The last confirmed director to permanently serve in the role was Jonathan Jarvis, who was nominated by President Barack Obama and retired in January 2017. NPS Deputy Director Shawn Benge has been temporarily filling the role.
Sams is a Tribal member of the Confederated Tribes of the Umatilla Indian Reservation, serving recently as its executive director. He is Cayuse and Walla Walla, with blood ties to the Yankton Sioux and Cocopah Peoples.
When the White House announced in August
its intent to nominate Sams as the head of the NPS, Interior Secretary Deb Haaland
, the US’ first Native American Cabinet secretary, said in a statement that the “diverse experience” Sams will bring to NPS “will be an incredible asset as we work to conserve and protect our national parks to make them more accessible for everyone.”

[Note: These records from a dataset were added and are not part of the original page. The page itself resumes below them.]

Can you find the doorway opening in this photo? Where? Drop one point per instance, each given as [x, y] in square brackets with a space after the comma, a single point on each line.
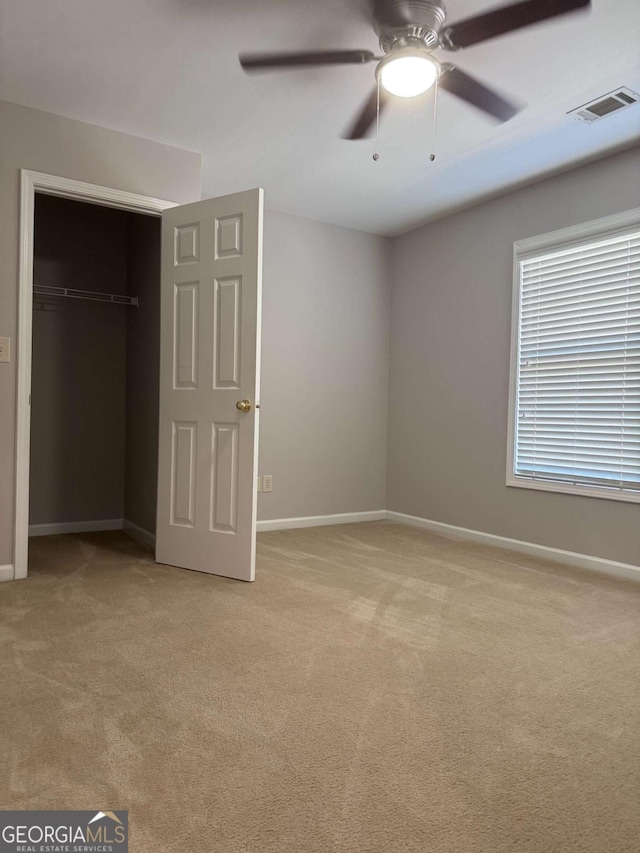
[36, 188]
[95, 369]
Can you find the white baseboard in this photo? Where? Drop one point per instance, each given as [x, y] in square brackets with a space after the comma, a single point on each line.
[571, 558]
[56, 528]
[320, 520]
[6, 573]
[144, 537]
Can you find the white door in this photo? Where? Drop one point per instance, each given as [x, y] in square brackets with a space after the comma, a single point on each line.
[209, 375]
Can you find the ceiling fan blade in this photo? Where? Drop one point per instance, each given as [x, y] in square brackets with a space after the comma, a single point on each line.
[474, 92]
[366, 118]
[263, 61]
[506, 19]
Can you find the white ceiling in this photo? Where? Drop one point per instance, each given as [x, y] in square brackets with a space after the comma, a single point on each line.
[168, 70]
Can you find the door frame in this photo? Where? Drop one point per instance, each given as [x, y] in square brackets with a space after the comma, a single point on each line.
[30, 183]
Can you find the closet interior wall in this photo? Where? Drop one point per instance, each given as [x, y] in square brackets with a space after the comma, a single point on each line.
[94, 387]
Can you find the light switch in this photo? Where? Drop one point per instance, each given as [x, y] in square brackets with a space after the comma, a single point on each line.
[5, 349]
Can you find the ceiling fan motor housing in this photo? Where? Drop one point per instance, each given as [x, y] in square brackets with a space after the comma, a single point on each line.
[408, 23]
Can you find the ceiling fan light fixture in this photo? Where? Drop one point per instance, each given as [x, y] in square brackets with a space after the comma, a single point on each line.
[407, 74]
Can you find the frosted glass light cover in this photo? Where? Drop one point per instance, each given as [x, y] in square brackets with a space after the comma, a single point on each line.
[407, 76]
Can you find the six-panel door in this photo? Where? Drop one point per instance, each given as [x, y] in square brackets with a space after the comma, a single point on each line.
[210, 329]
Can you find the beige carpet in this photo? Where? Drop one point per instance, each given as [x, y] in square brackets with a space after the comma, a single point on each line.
[377, 689]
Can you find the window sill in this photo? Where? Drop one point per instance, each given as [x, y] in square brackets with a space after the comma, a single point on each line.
[568, 489]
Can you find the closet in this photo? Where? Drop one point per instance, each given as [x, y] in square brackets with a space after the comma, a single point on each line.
[94, 385]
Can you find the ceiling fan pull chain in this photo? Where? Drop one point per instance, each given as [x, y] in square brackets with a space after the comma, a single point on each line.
[376, 156]
[432, 156]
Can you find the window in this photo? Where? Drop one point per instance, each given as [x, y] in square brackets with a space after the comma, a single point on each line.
[575, 365]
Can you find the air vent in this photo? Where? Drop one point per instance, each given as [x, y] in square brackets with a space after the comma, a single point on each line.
[605, 105]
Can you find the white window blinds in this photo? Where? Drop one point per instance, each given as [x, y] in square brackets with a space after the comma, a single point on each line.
[577, 418]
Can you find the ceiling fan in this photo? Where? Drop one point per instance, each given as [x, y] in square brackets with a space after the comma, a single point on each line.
[409, 31]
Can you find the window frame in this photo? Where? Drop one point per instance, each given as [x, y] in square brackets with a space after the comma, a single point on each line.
[522, 249]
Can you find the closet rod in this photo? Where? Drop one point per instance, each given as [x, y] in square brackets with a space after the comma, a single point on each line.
[115, 298]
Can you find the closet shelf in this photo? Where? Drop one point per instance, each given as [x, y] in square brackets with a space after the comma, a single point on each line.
[70, 293]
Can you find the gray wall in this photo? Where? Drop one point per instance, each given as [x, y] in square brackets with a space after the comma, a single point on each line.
[324, 368]
[32, 139]
[449, 368]
[143, 366]
[78, 370]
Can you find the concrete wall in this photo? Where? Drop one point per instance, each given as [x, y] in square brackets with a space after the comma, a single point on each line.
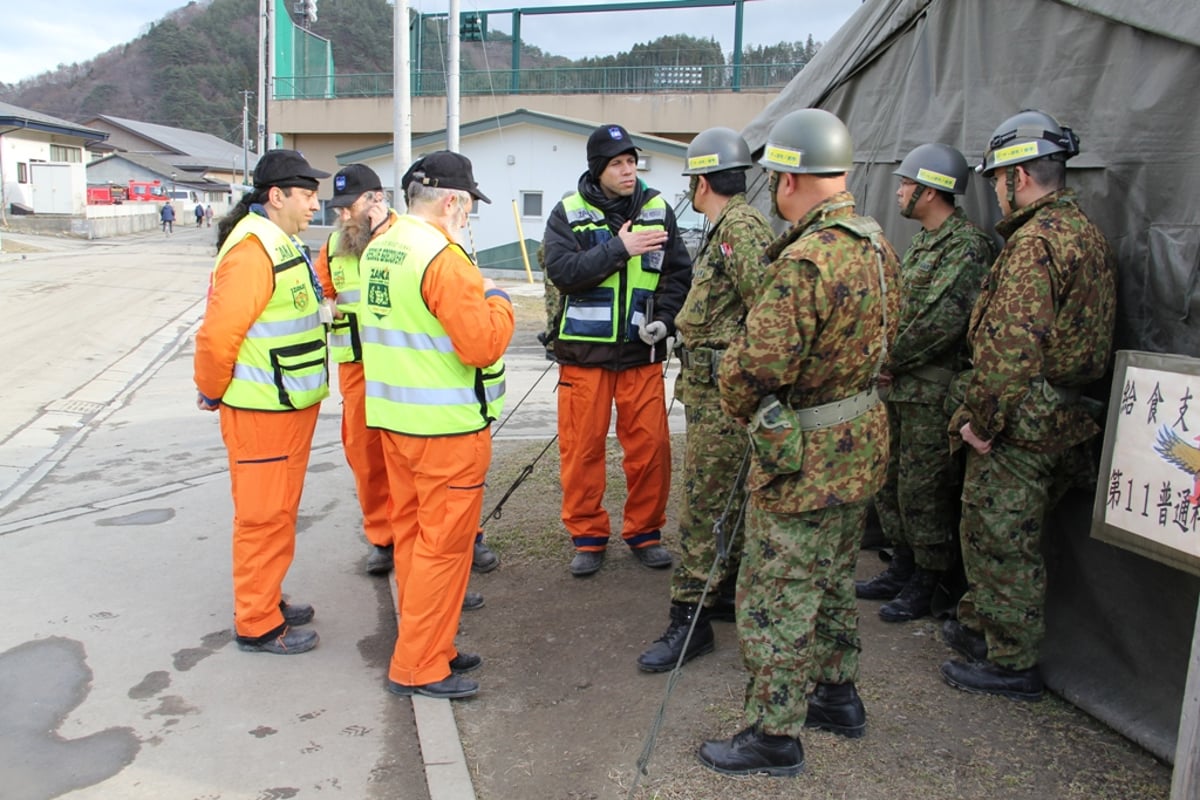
[107, 221]
[317, 127]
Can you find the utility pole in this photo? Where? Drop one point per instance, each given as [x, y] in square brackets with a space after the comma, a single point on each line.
[264, 72]
[453, 77]
[402, 108]
[245, 134]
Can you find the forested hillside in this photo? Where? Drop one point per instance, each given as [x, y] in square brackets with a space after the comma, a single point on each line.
[190, 68]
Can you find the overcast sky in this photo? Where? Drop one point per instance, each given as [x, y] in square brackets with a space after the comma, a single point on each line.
[35, 37]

Although he has no prior experience working for NPS, Sams has spent years working in natural resource and conservation management and most recently sat on the Pacific Northwest Power and Conservation Council. He also served in the US Navy as an intelligence specialist.
Sams will step into the role as the NPS deals with challenges that include a maintenance backlog, overcrowding at parks
, understaffing, and problems with widespread sexual harassment and gender discrimination
In his October confirmation hearing, Sams said he has “always had a zero-tolerance approach to harassment and will bring that to this position if confirmed.”
He’ll oversee an agency of roughly 20,000 employees and more than 279,000 volunteers who care for more than 85 million acres of land across the US that include national parks, monuments and the White House.
“The National Park Service is a very special agency with a timeless mission: to preserve resources and to inspire current and future generations. I am excited to lead that mission,” Sams said back in October.